The first half of the 2014 MLB season has come and gone, but the Houston Astros are not the same team that took the field on opening day. Even though they do not have the wins to show for their improvement, the Astros are a better team than they were in late March. There are a few small successes that are obvious.
If you had watched the Astros on opening day and then missed every game until Sunday’s last game before the All-Star break, the first success you would notice is the youth movement that has taken place with the roster. General manager Jeff Luhnow has started the Astros’ long-awaited plan of bringing up the talented farm system to infuse the major league roster with young talent. The Astros have made a slew of callups which includes outfielder George Springer, first baseman Jon Singleton, outfielder Domingo Santana and infielder Kike Hernandez. Although not all of them are still on the team, the front office has showed the willingness to call the farm and bring up a young player.
The youth movement is the major success for the Astros in the first half of the season. For the last three seasons the fans have been waiting for everyday players to be called up from the best farm system in baseball. They have gotten their wish this season. Attendance has risen and there has been improvement in play on the field.

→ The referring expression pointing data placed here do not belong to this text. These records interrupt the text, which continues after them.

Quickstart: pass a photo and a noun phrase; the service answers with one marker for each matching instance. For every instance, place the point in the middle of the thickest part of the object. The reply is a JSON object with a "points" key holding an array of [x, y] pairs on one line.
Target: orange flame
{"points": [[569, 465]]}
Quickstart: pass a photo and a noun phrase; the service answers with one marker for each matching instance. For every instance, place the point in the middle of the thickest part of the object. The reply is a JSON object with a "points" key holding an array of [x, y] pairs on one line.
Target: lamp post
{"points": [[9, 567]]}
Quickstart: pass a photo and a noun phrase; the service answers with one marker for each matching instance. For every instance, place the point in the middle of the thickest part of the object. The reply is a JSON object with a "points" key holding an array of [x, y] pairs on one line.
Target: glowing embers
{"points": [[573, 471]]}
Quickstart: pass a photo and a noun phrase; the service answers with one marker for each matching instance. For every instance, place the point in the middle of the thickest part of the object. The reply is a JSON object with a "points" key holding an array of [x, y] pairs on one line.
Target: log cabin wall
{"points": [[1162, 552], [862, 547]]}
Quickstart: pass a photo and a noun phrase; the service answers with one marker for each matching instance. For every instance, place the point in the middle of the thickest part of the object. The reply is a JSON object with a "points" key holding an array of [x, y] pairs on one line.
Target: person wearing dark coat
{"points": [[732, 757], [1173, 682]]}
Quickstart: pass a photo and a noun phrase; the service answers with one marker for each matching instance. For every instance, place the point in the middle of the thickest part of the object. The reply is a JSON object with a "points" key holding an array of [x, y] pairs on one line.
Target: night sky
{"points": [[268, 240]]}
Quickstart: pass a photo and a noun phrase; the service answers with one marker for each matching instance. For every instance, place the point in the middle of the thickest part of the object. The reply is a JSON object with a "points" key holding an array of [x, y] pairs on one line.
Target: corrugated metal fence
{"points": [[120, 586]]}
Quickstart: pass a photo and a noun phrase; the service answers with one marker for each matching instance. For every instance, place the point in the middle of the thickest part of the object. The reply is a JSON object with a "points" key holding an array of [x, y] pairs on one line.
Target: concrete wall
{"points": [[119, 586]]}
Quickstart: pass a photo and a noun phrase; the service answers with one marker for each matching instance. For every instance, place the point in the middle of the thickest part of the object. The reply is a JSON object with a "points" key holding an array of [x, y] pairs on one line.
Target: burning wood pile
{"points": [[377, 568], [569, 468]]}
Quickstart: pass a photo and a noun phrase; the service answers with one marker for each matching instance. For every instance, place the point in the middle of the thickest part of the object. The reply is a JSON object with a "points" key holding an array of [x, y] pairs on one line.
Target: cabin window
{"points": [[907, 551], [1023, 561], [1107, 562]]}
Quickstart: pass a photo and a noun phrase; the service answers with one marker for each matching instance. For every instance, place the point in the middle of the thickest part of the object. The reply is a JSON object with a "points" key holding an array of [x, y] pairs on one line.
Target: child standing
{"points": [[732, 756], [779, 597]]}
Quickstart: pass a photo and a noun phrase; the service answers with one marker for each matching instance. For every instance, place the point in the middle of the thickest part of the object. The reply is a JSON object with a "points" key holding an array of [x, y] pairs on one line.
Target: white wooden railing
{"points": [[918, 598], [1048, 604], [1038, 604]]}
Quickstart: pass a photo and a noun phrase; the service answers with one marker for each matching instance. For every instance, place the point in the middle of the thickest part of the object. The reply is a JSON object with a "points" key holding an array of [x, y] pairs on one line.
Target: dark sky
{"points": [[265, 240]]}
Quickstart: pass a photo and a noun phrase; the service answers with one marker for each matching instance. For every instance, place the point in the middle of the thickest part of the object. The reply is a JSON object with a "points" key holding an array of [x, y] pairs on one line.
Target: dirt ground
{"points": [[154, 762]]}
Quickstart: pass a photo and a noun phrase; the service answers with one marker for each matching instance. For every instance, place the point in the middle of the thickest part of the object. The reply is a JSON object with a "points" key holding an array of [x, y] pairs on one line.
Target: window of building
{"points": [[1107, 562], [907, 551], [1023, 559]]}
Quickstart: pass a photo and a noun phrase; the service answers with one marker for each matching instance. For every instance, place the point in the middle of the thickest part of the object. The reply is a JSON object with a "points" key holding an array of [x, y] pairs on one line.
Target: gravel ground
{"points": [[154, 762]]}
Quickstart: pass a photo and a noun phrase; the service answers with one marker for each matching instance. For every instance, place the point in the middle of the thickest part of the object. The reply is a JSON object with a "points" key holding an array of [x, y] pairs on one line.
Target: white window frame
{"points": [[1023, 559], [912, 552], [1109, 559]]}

The small success for the Astros has been the starting pitching rotation. Dallas Keuchel has stepped up as the ace for the staff. The left-hander has had a breakout season thus far that he is looking to improve upon. Collin McHugh, who was a waiver claim in the offseason, has also been a nice surprise for the Astros. Jarred Cosart has improved mightily since early on in the season, learning how to pitch at the major league level with every start he takes.
The Astros still have some areas to improve, however, their willingness to call up young players should help with that improvement. There are also areas which may need to be changed from a coaching standpoint. That may not come until the end of the season, though.